Letterman, who joked earlier in the weekend that he was going to fund an investigation to determine how he was given the honor, was at a loss for words on the red carpet.
"I was full of trepidation, but now I am full of nothing but gratitude," he said. "I don't believe this, but it's been nice for my family."
Despite the president's misgivings about his own speech, performances at the Kennedy Center easily transitioned from precision dance tributes for Makarova to gritty blues music when the spotlight turned to Guy, a sharecropper's son who made his first instrument with wire scrounged from his family's home in rural Louisiana.
"He's one of the most idiosyncratic and passionate blues greats, and there are not many left of that original generation," said Bonnie Raitt, who as an 18-year-old blues singer was often the warm-up act for Guy.
Raitt led an ensemble tribute that included singer Tracy Chapman and guitarist Jeff Beck.
Guy, 76, was a pioneer in the Chicago blues style that pushed the sound of electrically amped guitar to the forefront of the music.
"You mastered the soul of gut bucket," actor Morgan Freeman told the Kennedy Center audience. "You made a bridge from roots to rock 'n roll."
In a toast on Saturday night, former President Bill Clinton talked of Guy's impoverished upbringing and how he improvised a guitar from the strands of a porch screen, paint can and his mother's hair pins.
"In Buddy's immortal phrase, the blues is 'Something you play because you have it. And when you play it, you lose it.'"
It was a version of the blues that drifted over the Atlantic to Britain and echoed back in the heart-pounding rock sound of Led Zeppelin.
Jimmy Page, 68, was the guitar impresario who anchored the compositions with vocalist Robert Plant, 64, howling and screeching out the soul. Bassist/keyboardist John Paul Jones, 66, rounded out the band with drummer John Bonham, who died in 1980.

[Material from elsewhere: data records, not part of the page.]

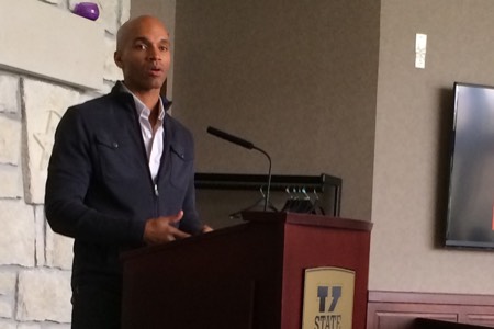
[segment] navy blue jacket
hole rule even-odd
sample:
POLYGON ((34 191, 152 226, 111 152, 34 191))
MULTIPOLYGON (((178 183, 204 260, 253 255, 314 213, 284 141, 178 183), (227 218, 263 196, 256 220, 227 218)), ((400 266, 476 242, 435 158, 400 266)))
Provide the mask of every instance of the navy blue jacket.
POLYGON ((111 93, 64 114, 48 166, 45 214, 54 231, 75 238, 72 286, 101 283, 120 290, 120 253, 143 246, 146 219, 183 209, 179 228, 201 229, 192 135, 168 114, 164 128, 154 184, 134 99, 120 82, 111 93))

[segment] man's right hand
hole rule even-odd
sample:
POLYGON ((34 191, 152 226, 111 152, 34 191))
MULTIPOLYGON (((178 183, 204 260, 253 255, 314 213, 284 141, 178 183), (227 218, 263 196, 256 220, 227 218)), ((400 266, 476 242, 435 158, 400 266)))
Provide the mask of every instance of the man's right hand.
POLYGON ((183 212, 180 211, 175 216, 150 218, 144 227, 144 242, 147 245, 161 245, 190 237, 189 234, 178 229, 173 224, 180 222, 183 212))

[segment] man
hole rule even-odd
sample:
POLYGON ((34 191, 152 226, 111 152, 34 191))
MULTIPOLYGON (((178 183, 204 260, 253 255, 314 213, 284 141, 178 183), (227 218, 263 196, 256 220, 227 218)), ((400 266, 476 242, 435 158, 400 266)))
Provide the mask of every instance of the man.
POLYGON ((123 24, 114 60, 124 81, 57 127, 45 212, 75 238, 72 328, 120 327, 122 251, 211 230, 195 211, 192 135, 159 97, 169 47, 158 19, 123 24))

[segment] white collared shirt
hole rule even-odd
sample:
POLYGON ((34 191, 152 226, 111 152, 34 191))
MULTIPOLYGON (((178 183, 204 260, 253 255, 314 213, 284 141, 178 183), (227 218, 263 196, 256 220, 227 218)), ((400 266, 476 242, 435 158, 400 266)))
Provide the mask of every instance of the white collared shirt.
POLYGON ((162 123, 165 120, 165 110, 162 107, 162 101, 161 98, 159 98, 158 120, 153 128, 149 122, 150 110, 135 94, 133 94, 132 91, 128 90, 128 92, 134 97, 135 109, 139 118, 141 133, 143 134, 144 147, 146 148, 147 160, 149 163, 149 171, 153 181, 156 182, 164 148, 165 131, 162 128, 162 123))

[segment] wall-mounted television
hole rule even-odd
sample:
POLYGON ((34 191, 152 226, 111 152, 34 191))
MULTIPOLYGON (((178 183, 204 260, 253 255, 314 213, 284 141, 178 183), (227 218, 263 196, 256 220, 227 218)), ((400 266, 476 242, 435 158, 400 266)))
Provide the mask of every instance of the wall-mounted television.
POLYGON ((494 87, 453 90, 446 246, 494 249, 494 87))

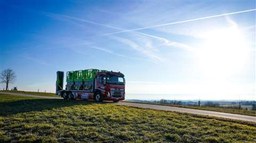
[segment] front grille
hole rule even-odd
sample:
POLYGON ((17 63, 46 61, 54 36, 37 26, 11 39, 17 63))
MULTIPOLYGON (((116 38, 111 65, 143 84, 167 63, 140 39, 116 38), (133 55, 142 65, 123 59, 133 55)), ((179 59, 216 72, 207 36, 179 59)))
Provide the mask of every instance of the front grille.
POLYGON ((124 91, 121 91, 120 90, 111 90, 111 96, 114 98, 121 98, 123 96, 124 91))

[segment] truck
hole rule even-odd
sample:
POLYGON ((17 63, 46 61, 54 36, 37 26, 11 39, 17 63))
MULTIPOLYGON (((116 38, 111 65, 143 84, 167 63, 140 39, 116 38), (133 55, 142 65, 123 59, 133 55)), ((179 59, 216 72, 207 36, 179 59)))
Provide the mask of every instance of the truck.
POLYGON ((64 72, 57 71, 56 95, 64 99, 84 99, 101 102, 124 100, 124 75, 120 72, 86 69, 67 72, 63 89, 64 72))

The incongruity of the famously hard-partying rock stars in black tie under chandeliers at a White House ceremony was not lost on Obama.
"Of course, these guys also redefined the rock and roll lifestyle," the president said, to laughter and sheepish looks from the band members.
"So it's fitting that we're doing this in a room with windows that are about three inches thick – and Secret Service all around," Obama said. "So, guys, just settle down."
On stage Sunday night, Nancy and Ann Wilson of the rock band Heart, belted out Zeppelin's emblematic "Stairway to Heaven" to close out the show.
The gala will be aired on CBS television on December 26.